Josefina >> Alfonsina Salomão
Josefina leu a frase postada por um amigo no Facebook. Ficou pensativa. Achou a afirmação enigmática. O que ele estava querendo dizer? Será que tentou ajudar alguém e se deu mal? Quis comentar alguma coisa, mas não sabia o quê... Na verdade, gostaria de saber mais sobre a história por trás da frase. Assim poderia ajudar o amigo a se distanciar, se a pessoa ajudada fosse um caso perdido. Ou, ao contrário, ajudaria a pessoa em dificuldades, convencendo o amigo a não desistir dela. Mas o amigo havia, justamente, postado que o melhor, em muitas circunstâncias, era não querer ajudar. E, de toda forma, por que queria ajudar o amigo, por quem decerto tinha afeto, mas não via há muitos anos? Ele sequer entenderia esta invasão de privacidade... Quem ajuda está numa situação de poder. Será por isso que sempre gostei de ajudar os outros? Sinto gozo no poder da relação? Ai ai... Onde esses pensamentos estão me levando? Não se pode mais simplesmente ser uma boa pessoa? Estou intelectualizando demais? Mas pior não seria não me dar conta? Ou, como escreveu o amigo, pior seria querer ajudar, em muitas circunstâncias?

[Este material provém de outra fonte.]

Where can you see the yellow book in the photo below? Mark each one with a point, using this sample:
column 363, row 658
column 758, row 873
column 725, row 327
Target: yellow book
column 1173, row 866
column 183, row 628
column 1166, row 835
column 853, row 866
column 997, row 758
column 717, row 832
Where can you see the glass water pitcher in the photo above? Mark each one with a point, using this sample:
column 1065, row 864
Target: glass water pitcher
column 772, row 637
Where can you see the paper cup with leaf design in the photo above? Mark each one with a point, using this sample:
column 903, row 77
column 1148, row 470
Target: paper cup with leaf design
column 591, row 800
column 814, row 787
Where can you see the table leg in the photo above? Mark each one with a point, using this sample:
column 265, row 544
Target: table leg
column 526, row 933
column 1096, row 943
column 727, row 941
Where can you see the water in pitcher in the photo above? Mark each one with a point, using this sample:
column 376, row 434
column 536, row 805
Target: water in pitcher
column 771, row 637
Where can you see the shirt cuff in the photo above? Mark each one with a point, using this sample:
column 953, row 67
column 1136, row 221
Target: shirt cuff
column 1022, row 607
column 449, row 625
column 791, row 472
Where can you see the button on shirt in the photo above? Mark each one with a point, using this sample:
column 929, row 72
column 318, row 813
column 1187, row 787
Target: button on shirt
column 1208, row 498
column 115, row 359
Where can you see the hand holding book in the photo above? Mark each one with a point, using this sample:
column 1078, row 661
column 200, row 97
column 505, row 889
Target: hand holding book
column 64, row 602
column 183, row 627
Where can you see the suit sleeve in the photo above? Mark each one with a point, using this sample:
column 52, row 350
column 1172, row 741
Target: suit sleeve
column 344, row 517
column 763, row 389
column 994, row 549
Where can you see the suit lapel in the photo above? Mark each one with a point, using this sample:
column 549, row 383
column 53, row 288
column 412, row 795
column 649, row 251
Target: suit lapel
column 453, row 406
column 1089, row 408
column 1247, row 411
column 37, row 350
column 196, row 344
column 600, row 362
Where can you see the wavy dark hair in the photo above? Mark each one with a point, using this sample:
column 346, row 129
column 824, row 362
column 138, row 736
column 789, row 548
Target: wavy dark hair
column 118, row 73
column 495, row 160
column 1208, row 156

A cabeça de Josefina deu um nó. Deixou pra lá. Há muito havia renunciado a toda discussão susceptível de perturbá-la nas redes sociais. Não valia a pena. De toda forma, o amigo parecia já saber o que fazer. Passou para a leitura dos outros posts na sua página inicial: o discurso do ex-presidente, o avanço da pandemia, o assassinato de uma adolescente, a extinção de novas espécies animais... Nada muito animador.
Largou o telefone e continuou seu domingo, que também não era muito animador: cozinhar, arrumar casa, lavar roupa, administrar as brigas das crianças, ignorar o mau humor do marido, catar brinquedos espalhados pelo chão enquanto fazia tudo isso... No meio da tarde, colocou os filhos na frente da televisão e se lembrou que havia comprado milho pra pipoca no dia anterior. Foi então preparar o lanche, feliz com a pequena mudança no cardápio rotineiro.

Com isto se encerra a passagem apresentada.